Vuk Stefanović Karadžić, écrivain, folkloriste et linguiste.

Vuk Stefanović Karadžić (en serbe cyrillique : Вук Стефановић Караџић), né le 7 novembre 1787 à Tršić et mort le 7 février 1864 à Vienne) est un écrivain, un folkloriste et un linguiste serbe. Il a été membre de la Société de lettres serbe (DSS), l’ancêtre de l’Académie serbe des sciences et des arts, et il figure sur la liste des 100 Serbes les plus éminents choisis par un comité d’académiciens de l’Académie serbe des sciences et des arts.

Vuk Stefanović Karadžić est le principal réformateur  du serbe moderne et, notamment, de la langue littéraire serbe. Pour sa collecte et sa préservation du folklore serbe, l’Encyclopædia Britannica l’a désigné comme « le père de l’érudition en matière de littérature populaire serbe »8. Il a également été l’auteur du premier dictionnaire serbe dans la langue rénovée. En plus, il a traduit le Nouveau Testament dans l’écriture et la langue serbes renouvelée.

Il était bien connu dans les milieux intellectuels à l’étranger, notamment par Jacob Grimm, Goethe et l’historien Leopold von Ranke. Karadžić a servi de source primaire à Ranke pour son ouvrage Die serbische Revolution (La Révolution serbe), écrit en 1829.


Karadzic, carte maximum, Yougoslavie.

Vuk Karadžić est le fils de Stefan et de Jegda (née Zrnić) ; il est né en 1787 dans le village de Tršić, près de Loznica, une ville qui se trouvait alors dans l’Empire ottoman. Sa famille paternelle était issue de la tribu des Drobnjaci et sa mère était née à Ozrinići, près de Nikšić (aujourd’hui au Monténégro). Comme il était le seul enfant à avoir survécu à six autres frères et sœurs, il a été appelé « Vuk », c’est-à-dire « le loup » en serbe, ce prénom étant destiné à le protéger « des sorcières et des fantômes ».

Il a appris à lire et à écrire avec son cousin Jevta Savić-Čotrić (1767-1820 ou 1821) qui était alors un des rares hommes alphabétisés de la région. Plus tard, Vuk a dit de lui qu’il a été son « premier professeur » et qu’« il savait lire et écrire mieux que tous les prêtres et les moines et mieux que de nombreux anciens scribes de Serbie et même mieux que le premier secrétaire de Karađorđe, Janićije Dimitrijević ». Il a été ensuite scolarisé à Loznica mais, parce qu’il était malade, il a dû interrompre ses études.

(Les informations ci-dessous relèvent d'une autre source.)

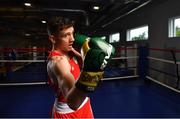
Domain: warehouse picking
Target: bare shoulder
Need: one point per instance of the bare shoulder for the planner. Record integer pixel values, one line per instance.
(61, 65)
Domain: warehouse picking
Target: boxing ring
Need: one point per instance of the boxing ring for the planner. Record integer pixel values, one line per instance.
(136, 84)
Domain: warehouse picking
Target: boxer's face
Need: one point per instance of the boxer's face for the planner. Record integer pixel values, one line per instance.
(64, 40)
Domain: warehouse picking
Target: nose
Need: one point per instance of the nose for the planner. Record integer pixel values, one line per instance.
(72, 38)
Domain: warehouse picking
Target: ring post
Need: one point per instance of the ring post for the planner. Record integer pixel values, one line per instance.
(143, 62)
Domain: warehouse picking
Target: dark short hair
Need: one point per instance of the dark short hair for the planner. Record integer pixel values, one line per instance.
(57, 24)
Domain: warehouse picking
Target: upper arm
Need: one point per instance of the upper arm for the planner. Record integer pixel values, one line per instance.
(65, 78)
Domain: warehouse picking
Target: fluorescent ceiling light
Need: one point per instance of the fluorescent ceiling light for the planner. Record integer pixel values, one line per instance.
(43, 21)
(96, 7)
(27, 4)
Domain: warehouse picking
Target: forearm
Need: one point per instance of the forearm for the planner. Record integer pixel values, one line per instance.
(75, 98)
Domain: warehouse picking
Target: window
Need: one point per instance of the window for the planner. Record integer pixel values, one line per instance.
(174, 27)
(114, 38)
(136, 34)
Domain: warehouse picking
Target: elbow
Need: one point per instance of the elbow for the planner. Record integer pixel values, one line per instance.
(73, 106)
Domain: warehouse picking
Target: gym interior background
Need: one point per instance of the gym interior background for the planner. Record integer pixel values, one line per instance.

En 1797, ses parents l’ont placé à l’école du monastère de Tronoša mais, comme, selon eux, il passait plus de temps à s’occuper du bétail qu’à étudier, ils l’ont retiré du monastère.

Avant le début du premier soulèvement serbe contre les Ottomans, Vuk a travaillé comme secrétaire pour Đorđe Ćurčija, le haïdouk harambaša (haïdouk en chef) de la région de Cer. En 1804, il a tenté de s’inscrire au lycée de Sremski Karlovci mais son inscription a été rejetée parce qu’il avait dix-sept ans et était trop âgé ; il a alors passé quelque temps au séminaire de Karlovci où il a eu comme professeur Lukijan Mušicki puis il a déménagé à Petrinja où il a étudié le latin et l’allemand11. Persistant dans son intention d’étudier, Vuk est allé à Belgrade pour demander de l’aide à Dositej Obradović dans la poursuite de ses études ; cependant Dositej l’a éconduit et Vuk est reparti pour sa région d’origine du Jadar. Pendant un certain temps, il a travaillé comme secrétaire du voïvode Jakov Nenadović, l’un des fondateurs du Conseil d’administration serbe (en serbe : Praviteljstvujušči sovjet serbski), le gouvernement d’insurrection du premier soulèvement serbe contre les Ottomans. Après que son cousin Jevta Savić est devenu membre du Conseil, Vuk a déménagé à Belgrade et est devenu son secrétaire.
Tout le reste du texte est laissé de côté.